Saturday, November 21, 2015

IT'S NOT WHAT YOU THINK . . .



For those of you who took yesterday’s post to mean we’re all catch-as-catch-can with the kitchen for Thanksgiving and a week of Grands for a visit---be not dismayed.   The kitchen is its shining self, with everything back in  place on the walls, cabinets re-filled, canisters and utensils in their new homes, and good scents emanating from that direction this minute.   It's just that we took DOWN some of them a month ago for some work, then gave up and put them back up because five of the chillun will be here tonight, to spend the week.

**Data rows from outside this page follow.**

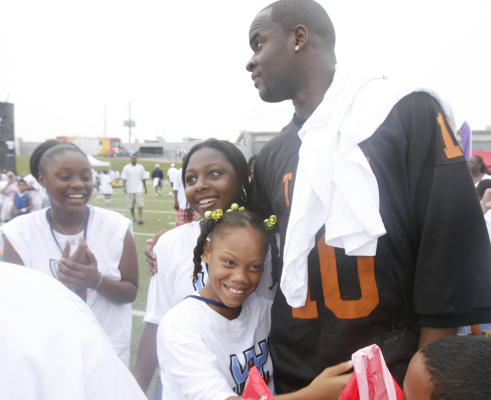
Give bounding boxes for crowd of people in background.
[0,0,491,400]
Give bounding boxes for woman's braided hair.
[193,210,277,283]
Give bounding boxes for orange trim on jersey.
[436,113,464,158]
[283,172,293,207]
[317,239,379,319]
[292,284,319,319]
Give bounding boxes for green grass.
[90,182,176,394]
[11,156,184,393]
[90,182,176,370]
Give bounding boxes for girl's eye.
[184,176,196,185]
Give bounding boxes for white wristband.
[94,274,104,290]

The only thing was a late-discovered electrical thing which precludes running washer and dryer at the same time as any other appliance or plug on that one breaker.   So the thing to do was take down one new cabinet and the huge microwave shelf, so as to get at the breaker box.   The dear guys came and removed those way back in October so the electrician could come at any time, and the contents have been strewn across both breakfast and dining tables, with the two cabinets scrumped beneath the big table.  No big thing in the scheme of, but disheartening to think I was going to get it all done Halloween, then the NEXT Saturday for sure, and then by this Monday, we just decided to heck with it, had the men come replace cabinets, and told the electrician NEVER MIND til after Christmas.   Not in capitals, but by then, I was quite of a mind to shout.

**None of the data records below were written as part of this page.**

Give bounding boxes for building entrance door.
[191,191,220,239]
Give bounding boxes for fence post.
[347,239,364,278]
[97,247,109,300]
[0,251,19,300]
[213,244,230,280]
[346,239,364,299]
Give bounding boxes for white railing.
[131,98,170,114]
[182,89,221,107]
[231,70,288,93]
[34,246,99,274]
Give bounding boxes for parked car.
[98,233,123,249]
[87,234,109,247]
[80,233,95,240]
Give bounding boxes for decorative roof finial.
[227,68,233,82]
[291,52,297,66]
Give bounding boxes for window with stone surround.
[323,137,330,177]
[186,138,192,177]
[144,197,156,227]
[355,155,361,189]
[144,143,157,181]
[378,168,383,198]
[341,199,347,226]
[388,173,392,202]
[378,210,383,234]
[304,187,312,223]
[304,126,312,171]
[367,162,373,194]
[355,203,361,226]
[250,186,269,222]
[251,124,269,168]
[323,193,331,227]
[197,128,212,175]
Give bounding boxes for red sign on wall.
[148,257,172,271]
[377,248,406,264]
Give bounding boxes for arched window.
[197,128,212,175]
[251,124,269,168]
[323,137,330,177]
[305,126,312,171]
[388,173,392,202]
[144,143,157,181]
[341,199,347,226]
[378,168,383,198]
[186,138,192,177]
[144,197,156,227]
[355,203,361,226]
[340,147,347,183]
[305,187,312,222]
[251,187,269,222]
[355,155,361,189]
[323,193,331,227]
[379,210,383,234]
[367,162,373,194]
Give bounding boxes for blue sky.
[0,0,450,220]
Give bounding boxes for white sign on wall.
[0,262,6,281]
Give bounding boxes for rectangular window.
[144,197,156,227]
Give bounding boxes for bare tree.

So we’re perking along.   Top picture is the completed kitchen. 
 
The corner with the big old homemade shelf, with Mammaw's big Homer Laughlins on top:







I love the ombre line of sugars, most with vanilla beans inside:





The gaudy group of utensils, in an old crocky pitcher and a modern stand.





READY FOR ANYTHING:




And if I had the picture I just took of Chris, out valiantly scraping the inches of snow off the windows after we got caught in a white, downy blizzard of what looked like enormous cornflakes, wet and clumpy, when we came out of the grocery store, I'd be posting that one, too.   It brights me most of all.